- Born: 1978 (age 47–48) Kampala, Uganda
- Occupation: Journalism
- Known for: The News Anchor

= Rukh-Shana Namuyimba =

Ugandan journalist (born 1978)

Rukh-Shana Namuyimba is a Ugandan communications specialist. She is a news anchor, and a co-founder of Xfinity Communications Ltd. She initially worked as news anchor at NTV Uganda, before moving to NBS Television.

== Early life and education ==
Rukh-Shana (born October 17, 1978, in Kampala) is the daughter of retired Major Al Hajji Badru Namuyimba, who served as a fighter pilot in the air force during Idi Amin's regime, and Hajat Jannet Namuyimba, a retired civil servant. Her family fled to exile in Nairobi, Kenya, just a few months after she was born. They lived in Nairobi until she was 10 years old. Upon return to Uganda in 1988, she joined Bwala Muslim Boarding Primary School in Masaka. She attended King's College Budo from 1991 to 1996 for O' and A' Level.

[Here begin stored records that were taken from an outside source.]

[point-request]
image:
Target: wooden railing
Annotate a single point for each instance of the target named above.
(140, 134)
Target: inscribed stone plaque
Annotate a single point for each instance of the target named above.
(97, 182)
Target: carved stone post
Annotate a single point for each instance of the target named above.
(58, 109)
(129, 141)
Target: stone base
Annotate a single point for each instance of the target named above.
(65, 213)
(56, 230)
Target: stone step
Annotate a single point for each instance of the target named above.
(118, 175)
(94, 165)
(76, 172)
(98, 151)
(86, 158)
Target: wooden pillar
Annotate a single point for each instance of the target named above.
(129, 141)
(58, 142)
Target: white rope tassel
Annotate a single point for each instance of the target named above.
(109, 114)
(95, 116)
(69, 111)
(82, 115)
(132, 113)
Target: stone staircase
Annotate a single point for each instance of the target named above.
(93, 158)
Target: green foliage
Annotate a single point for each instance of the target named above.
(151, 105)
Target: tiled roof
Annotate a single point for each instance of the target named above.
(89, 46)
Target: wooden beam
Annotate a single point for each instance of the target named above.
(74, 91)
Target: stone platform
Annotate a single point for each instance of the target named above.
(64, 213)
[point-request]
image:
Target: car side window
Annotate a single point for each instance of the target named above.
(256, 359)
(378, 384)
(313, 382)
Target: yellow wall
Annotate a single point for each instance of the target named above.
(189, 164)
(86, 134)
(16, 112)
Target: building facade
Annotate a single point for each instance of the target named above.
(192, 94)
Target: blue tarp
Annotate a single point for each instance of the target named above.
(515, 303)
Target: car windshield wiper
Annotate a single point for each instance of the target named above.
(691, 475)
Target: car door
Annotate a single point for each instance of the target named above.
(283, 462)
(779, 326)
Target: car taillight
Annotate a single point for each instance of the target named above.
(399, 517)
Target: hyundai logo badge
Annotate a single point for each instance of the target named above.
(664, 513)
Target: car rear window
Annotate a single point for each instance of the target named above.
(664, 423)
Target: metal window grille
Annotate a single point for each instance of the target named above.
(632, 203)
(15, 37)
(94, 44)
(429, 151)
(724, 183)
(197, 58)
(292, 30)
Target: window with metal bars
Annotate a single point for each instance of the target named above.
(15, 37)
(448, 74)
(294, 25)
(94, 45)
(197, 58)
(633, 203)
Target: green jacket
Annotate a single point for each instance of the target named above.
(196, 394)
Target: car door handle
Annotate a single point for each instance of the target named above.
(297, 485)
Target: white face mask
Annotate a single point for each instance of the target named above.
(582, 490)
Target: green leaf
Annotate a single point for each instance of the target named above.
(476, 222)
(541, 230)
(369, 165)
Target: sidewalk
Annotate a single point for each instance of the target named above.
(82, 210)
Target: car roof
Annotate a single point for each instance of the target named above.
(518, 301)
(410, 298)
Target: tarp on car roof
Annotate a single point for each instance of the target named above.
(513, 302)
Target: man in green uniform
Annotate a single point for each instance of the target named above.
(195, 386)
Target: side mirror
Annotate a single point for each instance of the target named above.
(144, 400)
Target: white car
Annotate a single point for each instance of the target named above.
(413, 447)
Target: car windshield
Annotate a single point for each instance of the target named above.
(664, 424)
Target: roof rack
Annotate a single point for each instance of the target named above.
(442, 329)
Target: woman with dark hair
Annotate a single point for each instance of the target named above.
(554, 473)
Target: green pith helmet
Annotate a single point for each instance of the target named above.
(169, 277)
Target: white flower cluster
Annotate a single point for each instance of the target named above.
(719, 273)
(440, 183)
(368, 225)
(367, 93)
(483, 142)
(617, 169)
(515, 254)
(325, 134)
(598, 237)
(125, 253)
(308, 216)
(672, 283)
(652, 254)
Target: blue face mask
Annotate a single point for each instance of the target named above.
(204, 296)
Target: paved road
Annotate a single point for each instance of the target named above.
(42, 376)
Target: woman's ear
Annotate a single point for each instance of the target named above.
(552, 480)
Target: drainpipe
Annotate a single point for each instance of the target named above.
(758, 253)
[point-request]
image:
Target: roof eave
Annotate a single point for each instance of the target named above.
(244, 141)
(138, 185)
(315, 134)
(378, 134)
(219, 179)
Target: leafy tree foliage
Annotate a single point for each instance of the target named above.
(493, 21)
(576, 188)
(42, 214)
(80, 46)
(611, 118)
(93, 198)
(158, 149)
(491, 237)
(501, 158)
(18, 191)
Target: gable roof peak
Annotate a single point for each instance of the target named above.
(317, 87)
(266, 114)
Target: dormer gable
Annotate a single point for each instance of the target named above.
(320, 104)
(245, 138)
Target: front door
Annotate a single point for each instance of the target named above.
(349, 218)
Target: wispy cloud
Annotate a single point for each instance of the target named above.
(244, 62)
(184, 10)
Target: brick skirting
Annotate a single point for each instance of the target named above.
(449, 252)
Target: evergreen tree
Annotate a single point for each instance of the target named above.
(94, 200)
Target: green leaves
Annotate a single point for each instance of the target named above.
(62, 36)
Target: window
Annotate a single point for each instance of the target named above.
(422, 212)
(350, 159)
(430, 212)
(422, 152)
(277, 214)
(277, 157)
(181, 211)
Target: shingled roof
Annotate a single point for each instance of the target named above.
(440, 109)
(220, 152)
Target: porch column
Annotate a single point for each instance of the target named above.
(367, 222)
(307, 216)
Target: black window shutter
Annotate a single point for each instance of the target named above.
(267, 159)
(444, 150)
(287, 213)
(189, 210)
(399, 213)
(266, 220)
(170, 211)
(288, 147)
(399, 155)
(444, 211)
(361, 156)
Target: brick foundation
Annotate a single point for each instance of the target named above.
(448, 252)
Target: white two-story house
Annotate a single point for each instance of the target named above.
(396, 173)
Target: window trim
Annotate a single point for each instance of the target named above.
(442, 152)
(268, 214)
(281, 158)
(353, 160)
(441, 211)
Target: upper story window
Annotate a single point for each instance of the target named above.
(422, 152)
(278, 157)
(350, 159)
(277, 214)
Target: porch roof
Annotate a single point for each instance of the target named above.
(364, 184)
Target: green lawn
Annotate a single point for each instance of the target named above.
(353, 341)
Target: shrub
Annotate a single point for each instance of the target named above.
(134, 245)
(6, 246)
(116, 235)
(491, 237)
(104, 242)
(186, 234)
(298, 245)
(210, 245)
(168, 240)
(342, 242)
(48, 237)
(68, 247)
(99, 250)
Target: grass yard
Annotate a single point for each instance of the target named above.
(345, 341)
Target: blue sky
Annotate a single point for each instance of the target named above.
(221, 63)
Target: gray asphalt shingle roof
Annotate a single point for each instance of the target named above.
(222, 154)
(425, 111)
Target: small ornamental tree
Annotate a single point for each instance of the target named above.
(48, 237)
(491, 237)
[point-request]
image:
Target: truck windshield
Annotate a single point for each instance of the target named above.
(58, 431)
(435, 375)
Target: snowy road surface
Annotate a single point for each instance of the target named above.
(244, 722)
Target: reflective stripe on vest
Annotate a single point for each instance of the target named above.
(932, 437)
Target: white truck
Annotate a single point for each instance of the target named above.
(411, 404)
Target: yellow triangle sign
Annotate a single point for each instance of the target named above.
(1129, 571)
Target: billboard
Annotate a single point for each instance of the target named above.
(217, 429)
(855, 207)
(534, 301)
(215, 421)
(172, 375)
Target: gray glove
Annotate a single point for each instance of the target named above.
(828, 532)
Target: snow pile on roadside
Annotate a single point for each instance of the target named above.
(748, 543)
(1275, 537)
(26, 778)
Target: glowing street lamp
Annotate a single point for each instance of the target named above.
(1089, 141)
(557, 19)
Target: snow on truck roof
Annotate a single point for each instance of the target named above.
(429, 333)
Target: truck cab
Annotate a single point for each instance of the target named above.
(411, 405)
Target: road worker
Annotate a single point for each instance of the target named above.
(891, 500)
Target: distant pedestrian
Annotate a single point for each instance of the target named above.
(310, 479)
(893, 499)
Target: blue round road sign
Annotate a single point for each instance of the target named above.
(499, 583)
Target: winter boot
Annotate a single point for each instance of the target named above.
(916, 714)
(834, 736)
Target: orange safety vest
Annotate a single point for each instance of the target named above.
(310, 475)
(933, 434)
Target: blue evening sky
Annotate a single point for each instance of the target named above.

She later joined Makerere University in 1997 to 2000, where she acquired a Bachelor of Arts (BA), communication (major), literature and English language (minor). in 1997.

== Career ==
Rukh-Shana began her career in the media as a voice-over talent and radio news anchor at Capital FM in 1999. She then moved on to Monitor FM (now 933 KFM) in 2002 as a Current News and Radio features reporter. Her knack for news and attention to detail saw her quickly rise to the coveted position of Deputy News Manager at the then only news-talk radio station in Uganda in 2003.

Rukh-Shana served in Corporate Communications at MTN Uganda as the personal assistant to the Chief Commercial Officer in 2008, before moving on to the Legal and Corporate Relations department, where she worked as the Corporate Services Coordinator from 2009 to 2011. She later hit the big screen as a weekend TV news anchor on NTV Uganda in 2009, becoming an instant hit with viewers.

She was at the station until 2014. She also worked as the Corporate Relations Manager at Uganda Breweries Limited from 2011 to 2012 before taking a sabbatical from employment. In 2014, Rukh-Shana joined Vodafone Uganda as Communications Manager.

She later joined NBS Television as a senior news anchor in October 2015, and quit in 2024 after 8 years of service at the same station.

She also worked as Communications and Events Manager at DFCU Bank Uganda. She left DFCU after what is termed as 4.5 turbulent years.

Rukh-Shana is a Corporate Communications Consultant with James Associates and Partners, a Canadian-based global immigration practice. She is also an adoption advocate who champions the Ugandans Adopt agenda.

== Awards ==
She is a two-time winner of the Radio & TV Academy Outstanding English News TV Anchor Award (2014 and 2016) and two-time winner of the Media Challenge Rosemary Nankabirwa Best Female TV News Anchor 2016.

== Personal life ==
Rukh-Shana is married to Felix Kitaka.